Personalization is in the eye of the beholder

And even there, retailers were far from unanimous. When picking the best personalization value, marketers were almost evenly split among search box, navigation, suggested and related products and promoted products.

Amazon dot

The BloomReach study, which surveyed 2,000 consumers, also uncovered a gap between retailers and their customers in their thinking about smartphones’ role in shopping excursions. Nearly half of consumers, 47 percent, said the main role for smartphones was researching product and prices; and half of those said they specifically used their phones for “showrooming,” or digitally comparing prices while in a store. Studies, including those from Deloitte Digital, have shown that mobile has a big multiplier effect when it comes to sales on other channels. And there is ample evidence that consumers would like to be recognized as they move from device to device.
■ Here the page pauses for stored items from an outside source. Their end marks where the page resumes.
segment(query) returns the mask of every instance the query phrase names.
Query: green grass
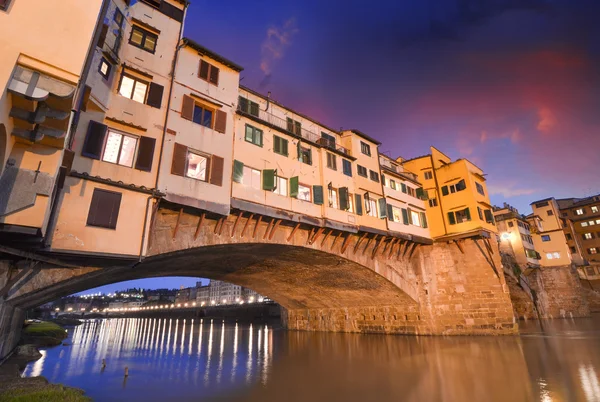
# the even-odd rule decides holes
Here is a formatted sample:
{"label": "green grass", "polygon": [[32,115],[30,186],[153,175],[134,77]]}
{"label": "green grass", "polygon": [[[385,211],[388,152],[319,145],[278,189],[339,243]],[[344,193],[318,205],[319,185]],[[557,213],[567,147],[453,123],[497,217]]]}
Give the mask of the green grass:
{"label": "green grass", "polygon": [[42,389],[13,389],[0,393],[0,402],[89,402],[90,398],[76,389],[48,385]]}
{"label": "green grass", "polygon": [[22,343],[38,346],[60,345],[67,332],[58,324],[48,321],[28,324],[23,329]]}

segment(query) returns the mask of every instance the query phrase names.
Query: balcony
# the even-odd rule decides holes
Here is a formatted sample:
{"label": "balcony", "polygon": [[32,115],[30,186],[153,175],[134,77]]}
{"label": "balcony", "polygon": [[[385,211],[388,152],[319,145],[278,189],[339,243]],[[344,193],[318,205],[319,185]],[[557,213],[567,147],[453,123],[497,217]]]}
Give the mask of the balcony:
{"label": "balcony", "polygon": [[238,103],[237,111],[239,114],[250,117],[251,119],[259,120],[269,126],[273,126],[277,129],[283,130],[290,135],[295,137],[301,137],[306,141],[317,144],[323,148],[330,149],[332,151],[339,152],[344,155],[352,156],[350,150],[344,148],[343,146],[337,144],[335,141],[330,140],[329,138],[321,137],[319,134],[309,131],[305,128],[288,125],[288,121],[282,119],[281,117],[277,117],[271,113],[268,113],[259,107],[252,107],[250,103],[247,104],[247,107],[243,107],[242,103]]}

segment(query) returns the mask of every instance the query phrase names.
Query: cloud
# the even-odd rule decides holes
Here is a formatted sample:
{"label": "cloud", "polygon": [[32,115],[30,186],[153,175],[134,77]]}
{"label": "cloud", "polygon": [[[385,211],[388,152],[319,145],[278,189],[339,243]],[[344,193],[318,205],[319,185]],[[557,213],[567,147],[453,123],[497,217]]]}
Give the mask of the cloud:
{"label": "cloud", "polygon": [[543,133],[550,132],[556,127],[556,116],[547,107],[542,107],[538,110],[540,121],[537,124],[537,129]]}
{"label": "cloud", "polygon": [[501,195],[504,198],[519,197],[537,193],[536,188],[517,188],[515,183],[488,183],[488,191],[491,195]]}
{"label": "cloud", "polygon": [[261,45],[260,70],[265,75],[263,81],[273,72],[275,61],[283,58],[296,33],[298,28],[293,17],[280,27],[271,26],[267,29],[266,38]]}

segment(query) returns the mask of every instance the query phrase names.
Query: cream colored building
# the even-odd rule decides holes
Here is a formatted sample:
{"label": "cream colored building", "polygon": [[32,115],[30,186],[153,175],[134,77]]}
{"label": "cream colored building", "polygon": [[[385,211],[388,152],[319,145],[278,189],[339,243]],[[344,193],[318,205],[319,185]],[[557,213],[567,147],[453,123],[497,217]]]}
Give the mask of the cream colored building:
{"label": "cream colored building", "polygon": [[525,216],[505,203],[502,208],[494,207],[494,217],[498,227],[500,250],[512,254],[522,267],[539,266],[541,256],[535,250],[531,228]]}
{"label": "cream colored building", "polygon": [[527,216],[531,226],[535,250],[540,253],[543,267],[569,265],[572,254],[567,244],[564,228],[566,222],[560,216],[560,208],[554,198],[531,203],[533,213]]}

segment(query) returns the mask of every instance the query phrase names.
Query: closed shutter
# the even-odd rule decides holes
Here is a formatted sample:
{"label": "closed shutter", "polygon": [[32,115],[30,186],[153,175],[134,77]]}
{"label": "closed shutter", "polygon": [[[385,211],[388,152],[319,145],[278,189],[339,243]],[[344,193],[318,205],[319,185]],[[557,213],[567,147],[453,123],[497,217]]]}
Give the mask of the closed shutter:
{"label": "closed shutter", "polygon": [[462,191],[462,190],[466,189],[467,185],[465,184],[465,180],[463,179],[463,180],[459,181],[458,183],[456,183],[455,187],[456,187],[456,191]]}
{"label": "closed shutter", "polygon": [[181,105],[181,117],[186,120],[194,120],[194,106],[196,102],[191,96],[183,95],[183,103]]}
{"label": "closed shutter", "polygon": [[104,42],[106,41],[106,34],[108,33],[108,25],[102,25],[102,29],[100,30],[100,36],[98,36],[98,47],[103,47]]}
{"label": "closed shutter", "polygon": [[135,160],[135,168],[149,172],[152,170],[152,160],[154,159],[154,147],[156,140],[150,137],[140,137],[138,153]]}
{"label": "closed shutter", "polygon": [[348,187],[340,187],[338,190],[338,194],[340,197],[340,209],[342,211],[347,211],[350,209],[350,200],[348,194]]}
{"label": "closed shutter", "polygon": [[160,2],[159,10],[166,16],[173,18],[177,22],[183,22],[183,10],[169,4],[166,1]]}
{"label": "closed shutter", "polygon": [[454,212],[448,212],[448,222],[451,225],[456,225],[456,219],[454,218]]}
{"label": "closed shutter", "polygon": [[198,76],[206,81],[208,81],[208,68],[209,64],[204,60],[200,60],[200,70],[198,71]]}
{"label": "closed shutter", "polygon": [[427,215],[425,212],[421,212],[421,226],[427,228]]}
{"label": "closed shutter", "polygon": [[[109,70],[110,73],[110,70]],[[81,110],[86,112],[87,111],[87,104],[90,101],[90,95],[92,94],[92,87],[89,85],[86,85],[85,88],[83,89],[83,99],[81,100]]]}
{"label": "closed shutter", "polygon": [[323,186],[313,186],[313,202],[323,205]]}
{"label": "closed shutter", "polygon": [[239,108],[242,112],[248,113],[248,99],[242,98],[241,96],[238,98]]}
{"label": "closed shutter", "polygon": [[377,200],[377,203],[379,204],[379,217],[383,219],[386,217],[387,211],[385,198],[380,198],[379,200]]}
{"label": "closed shutter", "polygon": [[387,218],[390,222],[394,222],[394,209],[391,204],[387,204]]}
{"label": "closed shutter", "polygon": [[160,109],[162,104],[162,97],[165,88],[162,85],[158,85],[154,82],[150,83],[150,90],[148,91],[148,99],[146,104],[157,109]]}
{"label": "closed shutter", "polygon": [[227,113],[222,110],[217,110],[217,117],[215,119],[215,131],[219,133],[225,133],[227,128]]}
{"label": "closed shutter", "polygon": [[263,190],[273,191],[275,190],[275,170],[265,169],[262,171],[262,188]]}
{"label": "closed shutter", "polygon": [[258,117],[258,103],[250,101],[250,114]]}
{"label": "closed shutter", "polygon": [[298,176],[290,177],[290,197],[298,198]]}
{"label": "closed shutter", "polygon": [[294,132],[294,120],[290,119],[289,117],[286,119],[286,129],[290,133]]}
{"label": "closed shutter", "polygon": [[121,193],[95,188],[88,212],[87,225],[116,229],[120,208]]}
{"label": "closed shutter", "polygon": [[406,184],[404,184],[404,183],[401,183],[401,184],[400,184],[400,187],[401,187],[401,189],[402,189],[402,192],[403,192],[404,194],[406,194]]}
{"label": "closed shutter", "polygon": [[92,159],[100,159],[107,130],[108,127],[105,124],[90,120],[81,155]]}
{"label": "closed shutter", "polygon": [[406,214],[408,215],[408,223],[410,225],[413,225],[413,219],[412,219],[412,210],[410,208],[408,208],[408,210],[406,211]]}
{"label": "closed shutter", "polygon": [[402,223],[408,225],[408,211],[406,208],[402,208]]}
{"label": "closed shutter", "polygon": [[494,215],[492,214],[492,211],[486,209],[483,213],[485,214],[485,221],[487,223],[494,223]]}
{"label": "closed shutter", "polygon": [[354,209],[356,210],[356,215],[362,215],[363,214],[363,206],[362,206],[362,199],[360,197],[360,194],[354,194]]}
{"label": "closed shutter", "polygon": [[173,161],[171,162],[171,174],[185,176],[185,165],[187,162],[187,147],[175,143],[173,148]]}
{"label": "closed shutter", "polygon": [[215,66],[210,66],[210,82],[219,85],[219,69]]}
{"label": "closed shutter", "polygon": [[469,208],[465,208],[465,216],[467,217],[468,221],[471,220],[471,210]]}
{"label": "closed shutter", "polygon": [[296,150],[298,151],[298,160],[302,161],[302,143],[300,141],[296,144]]}
{"label": "closed shutter", "polygon": [[448,186],[442,187],[442,195],[448,195]]}
{"label": "closed shutter", "polygon": [[223,167],[225,160],[220,156],[210,157],[210,184],[221,187],[223,185]]}
{"label": "closed shutter", "polygon": [[233,181],[241,183],[244,180],[244,164],[238,160],[233,161]]}

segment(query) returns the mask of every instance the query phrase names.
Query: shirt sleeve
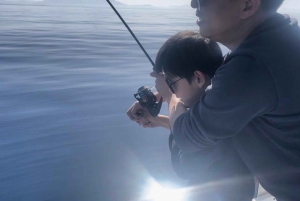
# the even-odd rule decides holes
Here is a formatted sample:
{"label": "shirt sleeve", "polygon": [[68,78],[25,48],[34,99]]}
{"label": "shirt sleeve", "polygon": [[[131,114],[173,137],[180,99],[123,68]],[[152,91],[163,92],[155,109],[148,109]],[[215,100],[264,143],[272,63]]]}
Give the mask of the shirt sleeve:
{"label": "shirt sleeve", "polygon": [[206,95],[176,119],[176,144],[184,152],[214,146],[239,134],[253,118],[270,112],[278,100],[272,75],[260,60],[234,57],[216,72]]}

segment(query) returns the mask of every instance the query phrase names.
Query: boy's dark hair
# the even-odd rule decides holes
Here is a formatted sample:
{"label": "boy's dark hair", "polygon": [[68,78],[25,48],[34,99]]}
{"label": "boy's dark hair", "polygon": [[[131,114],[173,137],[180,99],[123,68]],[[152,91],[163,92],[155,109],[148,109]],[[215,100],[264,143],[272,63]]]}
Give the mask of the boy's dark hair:
{"label": "boy's dark hair", "polygon": [[284,0],[261,0],[261,6],[264,11],[276,12]]}
{"label": "boy's dark hair", "polygon": [[191,83],[194,72],[212,78],[222,65],[222,51],[216,42],[199,32],[183,31],[169,38],[157,53],[155,71],[186,78]]}

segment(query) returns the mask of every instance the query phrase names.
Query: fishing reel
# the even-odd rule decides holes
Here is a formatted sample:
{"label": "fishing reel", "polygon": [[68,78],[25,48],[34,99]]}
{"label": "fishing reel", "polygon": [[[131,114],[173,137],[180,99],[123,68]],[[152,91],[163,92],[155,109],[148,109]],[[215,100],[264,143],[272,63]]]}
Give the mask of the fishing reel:
{"label": "fishing reel", "polygon": [[159,102],[156,102],[156,96],[149,87],[140,87],[134,97],[142,107],[147,108],[151,116],[156,117],[159,114],[163,99],[160,98]]}

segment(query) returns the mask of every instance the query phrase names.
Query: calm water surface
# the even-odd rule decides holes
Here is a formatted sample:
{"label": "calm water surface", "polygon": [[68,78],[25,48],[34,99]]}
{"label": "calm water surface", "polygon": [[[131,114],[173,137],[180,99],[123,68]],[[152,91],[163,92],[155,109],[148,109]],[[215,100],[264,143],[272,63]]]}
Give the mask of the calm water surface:
{"label": "calm water surface", "polygon": [[[119,11],[153,59],[197,30],[189,8]],[[150,178],[182,183],[168,131],[125,114],[152,66],[109,7],[2,3],[0,39],[0,200],[139,200]]]}
{"label": "calm water surface", "polygon": [[[118,9],[153,60],[198,29],[189,7]],[[107,6],[0,3],[0,200],[142,200],[151,178],[184,184],[168,131],[125,114],[151,69]]]}

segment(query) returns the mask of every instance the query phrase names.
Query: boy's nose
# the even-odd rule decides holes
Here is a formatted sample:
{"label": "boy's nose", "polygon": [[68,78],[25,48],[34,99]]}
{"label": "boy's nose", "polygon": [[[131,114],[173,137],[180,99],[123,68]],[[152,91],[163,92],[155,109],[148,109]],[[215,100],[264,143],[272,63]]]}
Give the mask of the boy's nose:
{"label": "boy's nose", "polygon": [[155,72],[155,71],[152,71],[152,72],[150,73],[150,76],[151,76],[151,77],[157,77],[157,76],[158,76],[158,73]]}

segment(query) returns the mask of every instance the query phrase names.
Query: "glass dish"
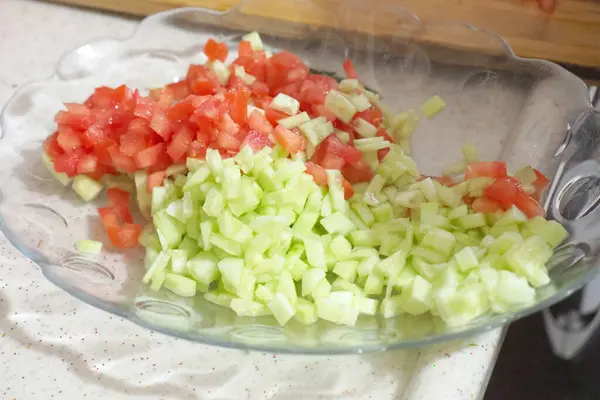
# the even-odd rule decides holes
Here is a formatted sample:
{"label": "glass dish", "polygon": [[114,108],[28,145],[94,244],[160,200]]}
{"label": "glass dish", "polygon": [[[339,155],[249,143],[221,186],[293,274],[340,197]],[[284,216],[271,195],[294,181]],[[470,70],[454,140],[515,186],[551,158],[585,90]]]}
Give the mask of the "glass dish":
{"label": "glass dish", "polygon": [[[171,336],[233,348],[339,354],[474,335],[558,302],[596,273],[600,116],[583,82],[550,62],[515,57],[492,33],[468,24],[427,25],[396,5],[353,3],[348,11],[347,2],[295,2],[291,16],[289,6],[260,4],[153,15],[129,39],[97,40],[65,54],[54,76],[10,99],[0,120],[0,228],[47,279],[88,304]],[[413,155],[425,174],[439,173],[461,157],[464,143],[473,143],[483,159],[502,159],[512,169],[532,164],[554,177],[545,204],[571,237],[551,260],[552,283],[538,290],[537,304],[455,328],[428,315],[361,317],[355,327],[320,321],[282,328],[271,317],[237,317],[201,296],[148,290],[141,283],[140,250],[105,246],[93,259],[75,253],[76,240],[106,241],[96,212],[104,199],[83,203],[41,164],[42,140],[53,131],[62,103],[83,101],[99,85],[149,89],[177,81],[190,63],[205,61],[206,39],[235,49],[250,30],[263,33],[272,49],[299,54],[314,70],[341,77],[343,60],[351,58],[392,110],[416,108],[434,94],[444,98],[446,110],[422,121],[413,136]]]}

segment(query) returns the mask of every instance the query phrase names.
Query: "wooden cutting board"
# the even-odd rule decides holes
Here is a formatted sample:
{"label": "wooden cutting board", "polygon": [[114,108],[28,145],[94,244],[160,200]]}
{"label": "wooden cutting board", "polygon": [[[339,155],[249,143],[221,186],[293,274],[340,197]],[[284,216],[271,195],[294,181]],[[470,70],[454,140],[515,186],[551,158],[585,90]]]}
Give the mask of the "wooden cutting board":
{"label": "wooden cutting board", "polygon": [[[167,9],[191,6],[225,11],[239,0],[51,0],[53,2],[112,10],[145,16]],[[367,7],[374,2],[386,7],[405,7],[425,22],[463,21],[502,35],[521,57],[542,58],[563,65],[584,79],[600,78],[600,1],[558,0],[552,15],[542,13],[535,2],[522,0],[362,0]],[[354,4],[346,0],[344,4]],[[246,0],[245,15],[268,21],[332,24],[332,13],[339,12],[340,0]],[[360,14],[360,13],[359,13]],[[393,18],[377,29],[394,32]],[[281,24],[280,24],[281,25]],[[381,25],[381,26],[379,26]],[[350,29],[360,27],[360,17]],[[397,29],[400,31],[400,29]],[[461,42],[459,34],[433,34],[432,42],[445,45]],[[464,41],[460,43],[465,46]],[[477,47],[477,46],[475,46]]]}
Yet, marketers did not see the importance in connecting and personalizing mobile in conjunction with the other devices consumers use in a single shopping excursion.

Consumers shop with their phones, buy with their desktops

In fact, at a time when mobile search traffic is outpacing desktop traffic, 81 percent of consumer said they prefered to make actual purchases on their desktop computers, an indication that viewing shopping as a seamless experience is a key to success.

Taken together, BloomReach’s study presents an alarming picture to digital retailers that aren’t named Amazon. But they also point to a path forward; a path paved with creating a relevant, personalized and pleasant experience for shoppers, across all their devices and in brick and mortar stores.

In some ways it seems a daunting task for retailers. But in many other ways, the work ahead epitomizes the reasons many got in the retail game in the first place.